Wegen ihrer medizinischen Relevanz stehen die alpha-Crystalline im Mittelpunkt des Interesses vieler Wissenschaftler. Trotz intensiver Bemühungen konnte jedoch die molekulare Architektur dieser Proteine bisher nicht ermittelt werden. Am Lehrstuhl für Biotechnologie der TU München gelang es nun alphaA- und alphaB-Crystalline in Bakterien rekombinant herzustellen und einheitliche, klar strukturierte Komplexes zu gewinnen. Diese wurden in Zusammenarbeit mit dem Zentrum für Elektronenmikroskopie des Chemie Departments einer detaillierten Strukturanalyse unterzogen.
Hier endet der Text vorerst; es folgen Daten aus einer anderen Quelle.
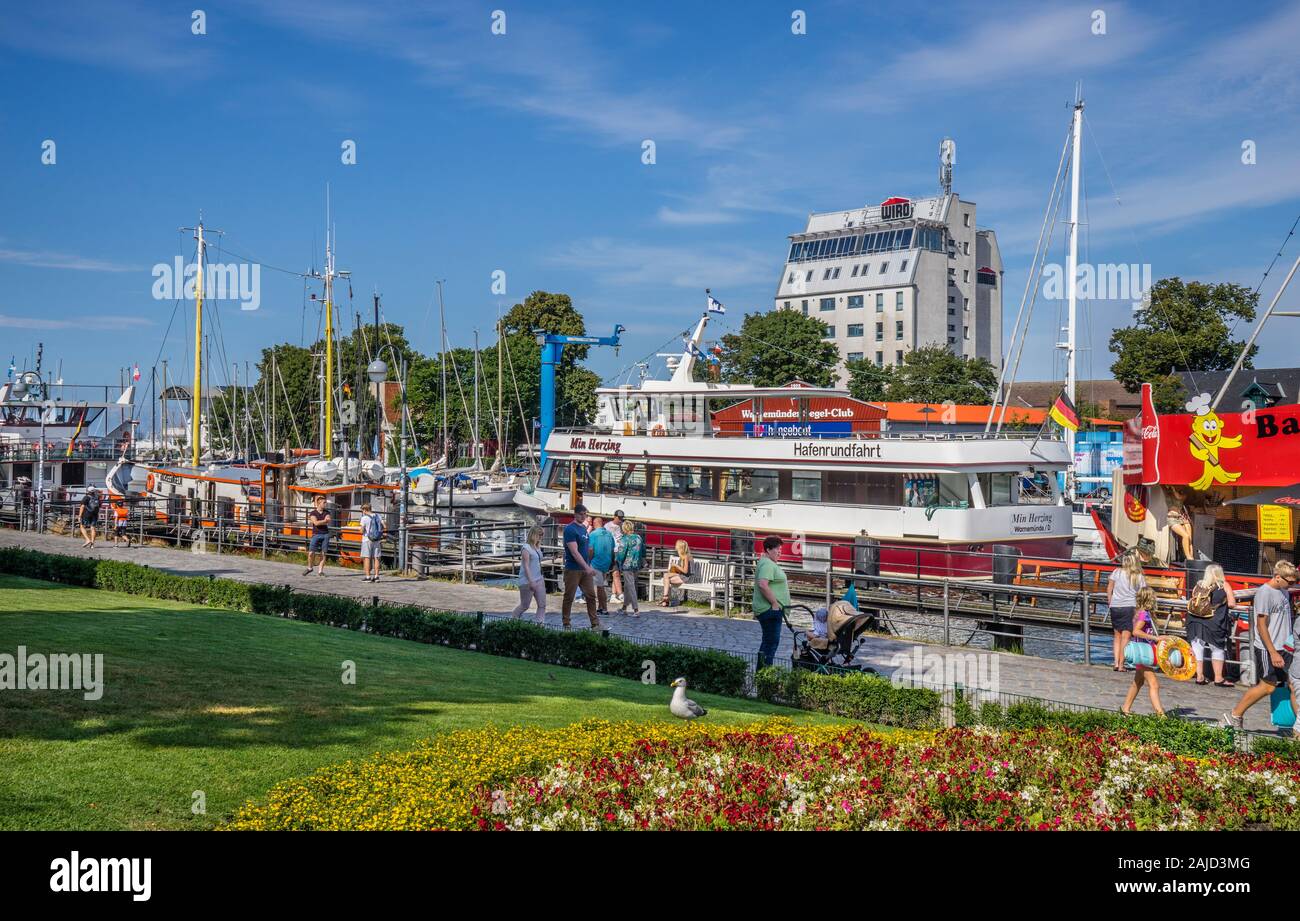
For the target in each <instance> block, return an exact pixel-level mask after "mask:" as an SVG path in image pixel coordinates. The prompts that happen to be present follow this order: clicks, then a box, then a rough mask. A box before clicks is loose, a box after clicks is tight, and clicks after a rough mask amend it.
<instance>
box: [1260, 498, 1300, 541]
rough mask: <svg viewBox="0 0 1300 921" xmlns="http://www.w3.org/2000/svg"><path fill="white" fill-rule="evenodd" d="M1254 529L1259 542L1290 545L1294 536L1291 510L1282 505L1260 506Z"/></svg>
mask: <svg viewBox="0 0 1300 921" xmlns="http://www.w3.org/2000/svg"><path fill="white" fill-rule="evenodd" d="M1256 529H1257V536H1258V539H1260V541H1261V542H1269V544H1290V542H1291V541H1292V540H1295V535H1296V529H1295V524H1294V523H1292V520H1291V509H1288V507H1287V506H1284V505H1261V506H1260V516H1258V519H1256Z"/></svg>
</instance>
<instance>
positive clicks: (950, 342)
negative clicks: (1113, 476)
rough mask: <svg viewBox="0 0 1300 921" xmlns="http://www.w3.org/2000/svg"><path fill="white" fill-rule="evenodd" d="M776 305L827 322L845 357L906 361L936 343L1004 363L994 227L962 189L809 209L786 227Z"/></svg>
mask: <svg viewBox="0 0 1300 921" xmlns="http://www.w3.org/2000/svg"><path fill="white" fill-rule="evenodd" d="M776 307H777V308H779V310H798V311H802V312H803V314H806V315H807V316H815V317H818V319H819V320H823V321H824V323H826V324H827V327H828V330H827V338H828V340H832V341H835V343H836V346H837V347H839V349H840V358H841V359H842V360H846V362H848V360H854V359H866V360H870V362H875V363H876V364H879V366H892V364H900V363H901V362H902V358H904V355H905V354H906V353H909V351H911V350H913V349H918V347H920V346H926V345H932V343H939V345H945V346H948V347H949V349H952V350H953V351H954V353H957V354H958V355H966V356H969V358H987V359H988V360H989V362H992V363H993V367H996V368H1001V363H1002V256H1001V252H1000V251H998V247H997V235H996V234H995V233H993V232H992V230H987V229H985V230H982V229H979V228H978V226H976V224H975V203H974V202H963V200H961V198H958V195H957V194H956V193H949V194H945V195H940V196H937V198H928V199H917V200H913V199H905V198H889V199H885V200H884V202H881V203H880V204H879V206H868V207H865V208H858V209H855V211H832V212H826V213H813V215H810V216H809V222H807V228H806V229H805V230H803V233H797V234H792V235H790V250H789V255H788V258H787V263H785V268H784V271H783V273H781V281H780V284H779V285H777V289H776ZM845 380H846V372H845V371H844V368H842V367H841V369H840V381H841V382H844V381H845Z"/></svg>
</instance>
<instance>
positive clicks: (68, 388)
mask: <svg viewBox="0 0 1300 921" xmlns="http://www.w3.org/2000/svg"><path fill="white" fill-rule="evenodd" d="M43 350H44V347H43V346H38V350H36V363H35V367H34V368H32V369H26V371H21V372H19V371H17V369H12V371H10V373H9V380H6V381H5V382H4V384H0V511H5V513H10V514H13V513H16V511H17V510H18V509H19V506H31V505H32V503H34V502H35V501H36V497H40V501H43V502H56V503H61V502H74V501H78V500H79V498H81V496H82V494H85V492H86V490H87V489H88V488H91V487H96V488H103V487H104V485H105V484H107V481H108V474H109V470H110V468H112V466H113V463H114V462H116V460H117V459H118V458H120V457H122V454H123V453H126V451H127V450H129V449H130V446H131V442H133V438H134V432H135V418H134V408H135V407H134V403H135V384H134V382H131V384H122V385H120V386H117V388H112V386H88V385H70V384H64V381H62V380H61V379H56V380H55V381H52V382H51V381H49V380H47V377H48V376H47V375H45V373H44V371H43V368H42V358H40V356H42V353H43Z"/></svg>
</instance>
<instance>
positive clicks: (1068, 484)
mask: <svg viewBox="0 0 1300 921" xmlns="http://www.w3.org/2000/svg"><path fill="white" fill-rule="evenodd" d="M1070 130H1071V138H1070V143H1071V148H1073V152H1071V160H1070V254H1069V256H1067V263H1066V278H1067V280H1069V282H1067V285H1069V287H1067V291H1069V294H1067V304H1069V312H1067V319H1066V324H1067V325H1066V371H1065V392H1066V395H1069V398H1070V402H1071V403H1074V406H1075V412H1078V406H1079V402H1078V399H1076V398H1075V390H1076V389H1078V373H1076V367H1075V355H1076V349H1075V327H1076V325H1078V316H1076V314H1078V281H1079V280H1078V274H1079V172H1080V169H1079V167H1080V164H1079V148H1080V142H1082V139H1083V94H1082V90H1079V88H1076V90H1075V96H1074V125H1073V127H1071V129H1070ZM1074 442H1075V432H1074V431H1073V429H1070V428H1067V429H1066V431H1065V444H1066V449H1067V455H1069V458H1070V468H1069V471H1070V472H1069V475H1067V476H1066V497H1067V498H1069V501H1070V502H1074V497H1075V476H1074Z"/></svg>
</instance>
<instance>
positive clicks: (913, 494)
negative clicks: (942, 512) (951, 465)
mask: <svg viewBox="0 0 1300 921" xmlns="http://www.w3.org/2000/svg"><path fill="white" fill-rule="evenodd" d="M904 497H905V505H907V506H911V507H914V509H924V507H928V506H932V505H939V506H956V505H970V500H971V490H970V481H969V480H967V479H966V475H965V474H932V475H928V476H911V477H907V481H906V484H905V492H904Z"/></svg>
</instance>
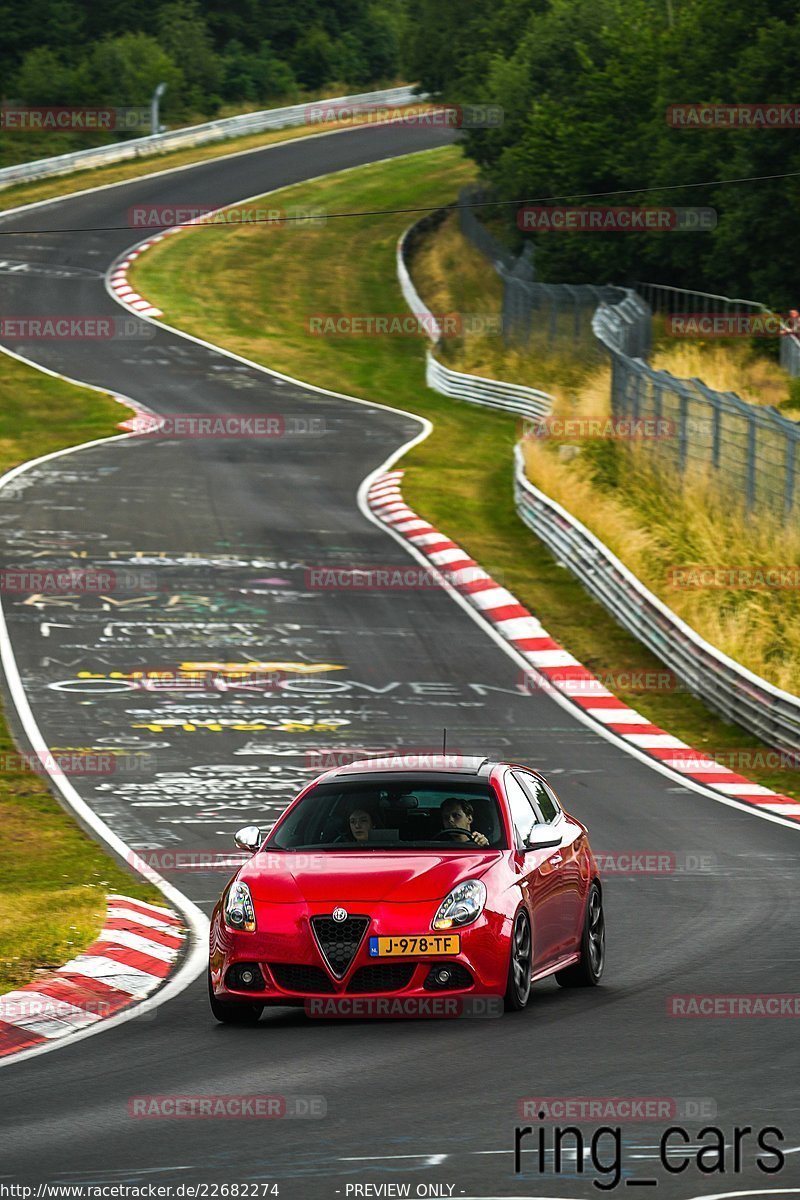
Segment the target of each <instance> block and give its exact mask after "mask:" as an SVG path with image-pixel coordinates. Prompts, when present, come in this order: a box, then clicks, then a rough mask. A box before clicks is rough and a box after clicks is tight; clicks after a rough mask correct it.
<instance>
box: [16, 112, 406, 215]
mask: <svg viewBox="0 0 800 1200" xmlns="http://www.w3.org/2000/svg"><path fill="white" fill-rule="evenodd" d="M308 103H313V101H311V100H309V101H308ZM397 112H398V113H401V112H405V109H398V110H397ZM354 124H355V125H357V124H362V122H360V121H351V120H344V121H333V122H327V121H326V122H325V124H324V125H297V126H291V127H289V128H285V130H269V131H266V132H265V133H249V134H247V136H246V137H239V138H231V139H230V140H229V142H224V143H222V144H221V143H218V142H212V143H211V144H210V145H203V146H187V148H185V149H184V150H169V151H167V152H164V151H158V152H156V154H150V155H142V156H140V157H137V158H134V160H131V161H127V162H116V163H109V164H108V166H107V167H89V168H84V169H82V170H74V172H70V173H68V174H64V175H56V176H55V178H50V179H42V180H32V181H31V182H28V184H13V185H12V186H11V187H4V188H2V190H1V191H0V212H2V211H5V210H6V209H13V208H17V206H18V205H22V204H34V203H36V202H37V200H50V199H60V198H61V197H62V196H71V194H72V193H73V192H80V191H83V190H84V188H86V187H102V186H104V185H107V184H118V182H121V181H124V180H127V179H139V178H140V176H143V175H146V174H148V173H149V172H158V170H168V169H169V168H172V167H186V166H190V164H191V163H194V162H205V161H206V160H207V158H224V157H227V156H228V155H231V154H240V152H241V151H242V150H257V149H260V148H261V146H269V145H276V144H277V143H278V142H290V140H294V139H295V138H303V137H312V136H313V134H315V133H327V132H330V131H331V130H337V128H347V127H349V126H350V125H354ZM36 157H43V155H42V154H38V152H37V154H36Z"/></svg>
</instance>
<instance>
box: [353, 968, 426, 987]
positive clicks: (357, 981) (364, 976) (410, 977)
mask: <svg viewBox="0 0 800 1200" xmlns="http://www.w3.org/2000/svg"><path fill="white" fill-rule="evenodd" d="M415 967H416V962H378V964H375V965H374V966H369V967H359V970H357V971H356V972H355V974H354V976H353V978H351V979H350V982H349V984H348V989H347V990H348V991H399V990H401V988H408V985H409V983H410V982H411V976H413V974H414V970H415Z"/></svg>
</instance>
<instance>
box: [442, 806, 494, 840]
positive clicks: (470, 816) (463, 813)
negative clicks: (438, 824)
mask: <svg viewBox="0 0 800 1200" xmlns="http://www.w3.org/2000/svg"><path fill="white" fill-rule="evenodd" d="M439 811H440V812H441V828H443V830H444V829H452V830H453V833H452V834H451V835H450V836H451V840H452V841H471V842H473V844H474V845H475V846H488V844H489V839H488V838H487V836H485V834H482V833H479V832H477V829H473V816H474V812H473V805H471V804H470V803H469V800H459V799H457V797H455V796H449V797H447V799H446V800H444V802H443V804H441V808H440V809H439ZM457 830H463V832H462V834H461V835H459V834H458V832H457Z"/></svg>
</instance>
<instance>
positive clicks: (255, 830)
mask: <svg viewBox="0 0 800 1200" xmlns="http://www.w3.org/2000/svg"><path fill="white" fill-rule="evenodd" d="M261 840H263V838H261V830H260V829H259V828H258V826H245V828H243V829H239V830H237V832H236V833H235V834H234V841H235V842H236V845H237V846H239V848H240V850H248V851H249V852H251V854H254V853H255V851H257V850H258V847H259V846H260V845H261Z"/></svg>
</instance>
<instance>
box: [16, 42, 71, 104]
mask: <svg viewBox="0 0 800 1200" xmlns="http://www.w3.org/2000/svg"><path fill="white" fill-rule="evenodd" d="M74 74H76V73H74V71H73V70H71V68H70V67H67V66H66V65H65V64H64V61H62V59H61V58H60V55H58V54H56V53H55V50H52V49H49V48H48V47H47V46H42V47H40V48H38V49H36V50H29V52H28V53H26V54H25V56H24V59H23V61H22V64H20V66H19V70H18V71H17V72H16V74H14V77H13V82H12V91H13V95H14V98H16V100H19V101H23V102H24V103H26V104H70V103H72V101H73V96H74V85H76V80H74Z"/></svg>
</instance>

Die Arbeitsgruppen konnten dabei erstmals zeigen, dass alphaB-Crystallin entgegen früherer Annahmen eine definierte, kugelige Struktur aus 24 Untereinheiten bildet, die an einen löchrigen Fußball erinnert.
Durch die Ermittlung der dreidimensionalen Struktur des alphaB-Crystallins, die derzeit verfeinert wird, ist nun die Grundlage geschaffen, gesunde und krankheitsfördernde Mutanten zu vergleichen und so deren Funktionsweise aufzuklären. Die Wissenschaftler hoffen, auf diese Weise neue Therapieansätze zu finden.
Die Arbeiten wurden unterstützt von dem SFB 594 der Deutschen Forschungsgemeinschaft (DFG) und dem Exzellenzcluster CIPSM.